The distance function is:
def my_distance(X,Y,**kwargs):
if len(X)>1:
x = X
y = Y
all_minima = []
for k in range(len(x)):
one_minimum = min(x[k],y[k])
all_minima.append(one_minimum)
sum_all_minima=sum(all_minima)
distance = (sum(x)+sum(y)-sum_all_minima) * kwargs["Para_list"]
elif X.dtype=='int64':
x = X
y = Y
if x == y and x != -1:
distance = 0
elif x == -1 or y == -1 or x is None or y is None:
distance = kwargs["Para_minus1"] * 1
else:
distance = kwargs["Para_nominal"] * 1
else:
x = X
y = Y
if x == y:
distance = 0
elif x == -1 or y == -1 or x is None or y is None:
distance = kwargs["Para_minus1"] * 1
else:
distance = abs(x-y) * kwargs["Para_metrisch"]
return distance
And should be implemented as valid distance function by
DistanceMetric.get_metric('pyfunc',func=my_distance)

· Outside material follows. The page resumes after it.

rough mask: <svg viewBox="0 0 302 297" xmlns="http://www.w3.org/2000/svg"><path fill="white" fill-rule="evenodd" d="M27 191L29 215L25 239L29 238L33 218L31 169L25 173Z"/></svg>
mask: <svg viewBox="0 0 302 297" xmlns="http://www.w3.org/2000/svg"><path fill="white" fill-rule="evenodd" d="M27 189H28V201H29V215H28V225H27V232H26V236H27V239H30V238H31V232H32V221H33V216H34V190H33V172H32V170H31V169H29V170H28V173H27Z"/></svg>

As I'm right, the scikit code should be like this:
train , test = train_test_split(paul, test_size = 0.3)
#x_train soll nur unabhähgige Variablen enthalten, andere kommen raus:
x_train = train.drop('target', axis=1)
y_train = train['target']
x_test = test.drop('target', axis = 1)
y_test = test['target']
knn = KNeighborsRegressor(n_neighbors=2,
algorithm='ball_tree',
metric=my_distance,
metric_params={"Para_list": 2,
"Para_minus1": 3,
"Para_metrisch": 2,
"Para_nominal": 4}))
knn.fit(x_train,y_train)
y_pred=knn.predict(x_test)
I get
ValueError: setting an array element with a sequence.
I guess scikit can not handle a single feature item as list? Is there a way to make that happen?
Upvotes: 1
Views: 399
Reputation: 1672
I guess scikit can not handle a single feature item as list? Is there a way to make that happen?
No, there is no way I know of to make this happen. You need to convert this feature into 2D matrix, concatenate it with other 1D features, to form data appropriately. This is standard sklearn
behavior.
Unless you have some very narrow use-case, making 2D array from list feature is totally fine. I assume, all lists have same length.
Upvotes: 1